'A case for more baby hatches'
2010/08/19
By Ili Liyana Mokhtar and Daniel Bariga
news@nst.com.my
Share |
KUALA LUMPUR: OrphanCARE, the administrator of the nation's first baby hatch, is urging non-governmental organisations, hospitals and clinics to set up baby hatches in view of the increase of baby dumping cases.
Its president, Datuk Adnan Mohd Tahir, said yesterday the centre had saved seven babies, six of whom had been adopted in the past two months.
The seventh baby was dropped of yesterday by a rape victim.
Adnan said the mother of the week-old baby was an 18-year-old student who was raped by a 25-year-old man.
"The baby boy will be put up for adoption once we get the documentation done.
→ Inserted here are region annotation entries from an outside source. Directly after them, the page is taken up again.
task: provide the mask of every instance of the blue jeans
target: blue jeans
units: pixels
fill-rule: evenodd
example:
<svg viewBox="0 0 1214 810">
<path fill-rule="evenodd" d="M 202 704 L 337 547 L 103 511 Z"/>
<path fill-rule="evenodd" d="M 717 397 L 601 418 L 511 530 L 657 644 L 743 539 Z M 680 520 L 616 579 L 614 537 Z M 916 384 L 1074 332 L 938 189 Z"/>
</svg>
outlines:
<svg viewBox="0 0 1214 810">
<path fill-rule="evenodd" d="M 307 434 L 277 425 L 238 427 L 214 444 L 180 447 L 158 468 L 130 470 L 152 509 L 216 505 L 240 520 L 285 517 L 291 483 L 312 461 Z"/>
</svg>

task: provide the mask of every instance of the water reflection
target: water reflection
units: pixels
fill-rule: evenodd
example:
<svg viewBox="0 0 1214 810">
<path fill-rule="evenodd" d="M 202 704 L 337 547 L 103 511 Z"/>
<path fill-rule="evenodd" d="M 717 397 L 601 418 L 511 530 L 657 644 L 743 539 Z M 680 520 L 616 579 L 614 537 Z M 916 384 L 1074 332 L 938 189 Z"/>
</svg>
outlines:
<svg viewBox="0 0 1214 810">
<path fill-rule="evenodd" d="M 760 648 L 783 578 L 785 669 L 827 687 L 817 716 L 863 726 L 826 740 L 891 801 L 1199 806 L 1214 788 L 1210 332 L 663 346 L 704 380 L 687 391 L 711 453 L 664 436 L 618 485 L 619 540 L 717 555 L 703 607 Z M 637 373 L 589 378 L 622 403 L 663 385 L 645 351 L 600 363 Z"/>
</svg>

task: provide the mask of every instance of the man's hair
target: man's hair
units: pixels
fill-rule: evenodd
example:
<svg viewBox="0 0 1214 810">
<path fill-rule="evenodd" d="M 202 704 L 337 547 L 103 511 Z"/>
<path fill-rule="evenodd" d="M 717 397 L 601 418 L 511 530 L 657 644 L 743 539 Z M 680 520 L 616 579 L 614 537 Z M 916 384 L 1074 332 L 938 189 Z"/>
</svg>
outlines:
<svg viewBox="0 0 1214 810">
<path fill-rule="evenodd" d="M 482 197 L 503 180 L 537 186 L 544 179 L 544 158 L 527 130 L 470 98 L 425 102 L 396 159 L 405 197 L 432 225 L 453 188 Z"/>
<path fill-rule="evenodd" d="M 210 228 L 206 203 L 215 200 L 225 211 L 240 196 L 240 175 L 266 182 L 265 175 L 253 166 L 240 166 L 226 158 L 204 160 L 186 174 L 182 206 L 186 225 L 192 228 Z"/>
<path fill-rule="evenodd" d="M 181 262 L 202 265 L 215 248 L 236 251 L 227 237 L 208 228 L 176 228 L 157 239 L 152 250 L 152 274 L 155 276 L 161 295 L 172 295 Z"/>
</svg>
If we can save seven babies, just think how many more can be saved if there are 10 centres around the Klang Valley."
The six babies, comprising two girls and four boys, were dropped of at the hatch anonymously.
"All of them were newborn except for an 11-month-old, which was a unique case as the guardian could not take care of the baby any more due to poor health," said Adnan.
He said NGOs, hospitals and clinics in other states should set up baby hatches at strategic locations.
"Some young mothers do not have the means or are not in the right condition to travel here to drop of the babies. So, we need more baby hatches to save more lives."
Adnan said OrphanCARE was helping two hospitals in the Klang Valley to set up baby hatches but declined to name them.
"We would like other hospitals and clinics to approach us as well. No baby should be left to die in deplorable conditions just because its mother does not know where to turn to."
The organisation is also looking to working with universities and colleges in several awareness programmes in October.
"Many are unaware of our existence and we are working hard to address that."
OrphanCARE has 400 parents waiting to adopt babies.
The baby hatch was launched on May 29 by Women, Family and Community Development Minister Datuk Seri Shahrizat Abdul Jalil.
Couples or mothers who are unable to care for their babies can drop them at the centre, which has a strict policy in safeguarding the identity of the parents to protect them from being persecuted or prosecuted.
The setting-up caused a storm of protest with some quarters arguing that the baby hatch would encourage premarital sex.
Others, meanwhile, lauded the move which they said would help cut down the rising number of abandoned babies in the country.